The 2009 Lisbon Treaty calls for creating the corps as part of the reforms aimed at bulking up the EU’s foreign policy muscle. Some €1.2 million was set aside to fund pilot projects this year and the Commission plan calls for training some 10,000 volunteers through 2020 to help in global operations.
The project landed on the chopping block when EU leaders capped spending at €960 billion in the 2014-2020 budget cycle, down from the current €1 trillion. The Commission had requested €239.1 million for the corps of which €137 million was to fund overseas deployments for thousands of volunteers.
Europe’s ‘Peace Corps’
Although EU officials have shied away from saying the aid programme was copied from the US Peace Corps, inspired by then-Senator John F. Kennedy’s 1960 speech challenging university graduates to serve their country by helping needy people overseas, it would share the goal of projecting goodwill to areas in need.

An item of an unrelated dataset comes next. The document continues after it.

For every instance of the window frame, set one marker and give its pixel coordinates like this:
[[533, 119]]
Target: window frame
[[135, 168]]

The gradual aim is to provide training and support for volunteers who would serve several months to a year responding to needs in developing and emerging nations. They would help provide support for health, nutrition, hygiene and education – some of the EU’s top development goals.
Among those involved in the test run of how the corps would work is Save the Children UK, which has worked with other non-governmental organisations like Caritas Czech Republic, France’s Bioforce and the International Medial Corps to train and deploy volunteers.
Novice volunteers undergo several weeks of training on how to work in disaster situations before they are matched with organisations already working in the field. Save the Children and its partners have sent volunteers to the Democratic Republic of Congo, Kenya, Mozambique and several other countries using EU financing.
“The pilots have enabled Save the Children to expand the number of individuals that we are able to recruit, both EU volunteers and national staff from our country programmes, into our capacity-building and learning initiatives,” said Heather Drury, Save the Children’s manager for humanitarian capacity building.
“We believe with the correct focus that the EU volunteers’ initiative can make a significant contribution to meeting the capacity challenges and professionalisation of the humanitarian sector,” she said in a telephone interview from London.
The pilot projects have involved some 200 people, including citizens from several African countries who have participated in training along with EU nationals, according to the European Commission.
In addition to training, European volunteers receive health cover and immunisations, accommodation and a living stipend.
The regulation creating the corps was approved by the Parliament’s development committee in April and is still awaiting an initial plenary vote.